KM 4 : Visual reasoning via Knowledge Embedding Memory Model with Mutual Modulation

Wenbo Zheng,Lan Yan,Chao Gou,Fei-Yue Wang
DOI: https://doi.org/10.1016/j.inffus.2020.10.007
IF: 18.6
2021-03-01
Information Fusion
Abstract:Visual reasoning is a special kind of visual question answering, which is essentially multi-step and compositional, and also requires intensive text-visual interaction. The most important and challenging problem of visual reasoning is to design an effective and robust visual reasoning model. To this end, there are two challenges to overcome. The first is that textual and visual information must be jointly considered to make accurate inferences about reasoning. The second is that existing deep learning-based works are often too specific to a particular task. To address these issues, we propose a knowledge memory embedding model with mutual modulation for visual reasoning. This approach learns not only knowledge-based embeddings derived from key–value memory network to make the full and joint of textual and visual information, but also exploits the prior knowledge to improve the performance with knowledge-based representation learning for applying other general reasoning tasks. Experimental results on four benchmarks show that the proposed approach significantly improves performance compared with other state-of-the-art methods, guarantees the robustness with our model. Most importantly, we apply our model to four reasoning tasks, and experimentally show that our model effectively supports relational reasoning and improves performance in several tasks and datasets.

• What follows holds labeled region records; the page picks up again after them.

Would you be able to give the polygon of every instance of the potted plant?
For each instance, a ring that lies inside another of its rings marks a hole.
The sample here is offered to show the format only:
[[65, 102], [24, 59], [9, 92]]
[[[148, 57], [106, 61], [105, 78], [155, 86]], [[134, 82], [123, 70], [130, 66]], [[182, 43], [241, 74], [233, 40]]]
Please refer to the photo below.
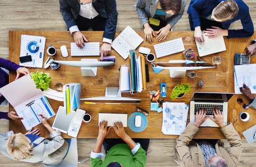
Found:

computer science, artificial intelligence, theory & methods
What problem does this paper attempt to address?
The problems that this paper attempts to solve are two main challenges in Visual Reasoning: 1. **Joint consideration of text and visual information**: In order to perform visual reasoning accurately, the model must consider text and visual information simultaneously. This means that the model needs to effectively fuse the information from the image and the question text and make accurate inferences. 2. **Generalization ability of the model**: Existing deep - learning - based visual reasoning models are often too specific to a certain task and difficult to generalize to other visual reasoning tasks. Therefore, designing a robust visual reasoning model that can be generalized to other tasks is an important challenge. To solve these problems, the author proposes a new Knowledge - embedded Memory Model (KM4), which improves the effect of visual reasoning in the following ways: - **Mutual Modulation**: By alternately modulating image and language information at each step, the model can make fuller use of text and visual information. - **Knowledge - based Key - Value Memory Network**: By introducing a knowledge base, the model can use prior knowledge to enhance representation learning, thereby improving performance and supporting other general reasoning tasks. Specifically, the main contributions of the KM4 model include: - Proposing an end - to - end, robust and effective knowledge - embedded memory model, which explicitly makes full use of text and visual information throughout the process. - Designing a novel key - value memory network, which significantly improves the performance of visual reasoning tasks and enables the model to be generalized to other reasoning tasks through knowledge - based representation learning. The experimental results show that the KM4 model outperforms existing methods on four benchmark datasets (CLEVR, NLVR, NLVR2 and GQA), especially achieving an average accuracy of 99.9% on the CLEVR dataset. In addition, the model has also achieved state - of - the - art results on four reasoning tasks (Diagnosing Visual Reasoning, Referring Expression Comprehension, Relational and Analogical Visual Reasoning and Visual Entailment). In summary, this paper aims to solve the problems of information fusion and model generalization in visual reasoning by introducing knowledge embedding and mutual modulation mechanisms, thereby improving the performance and robustness of visual reasoning models.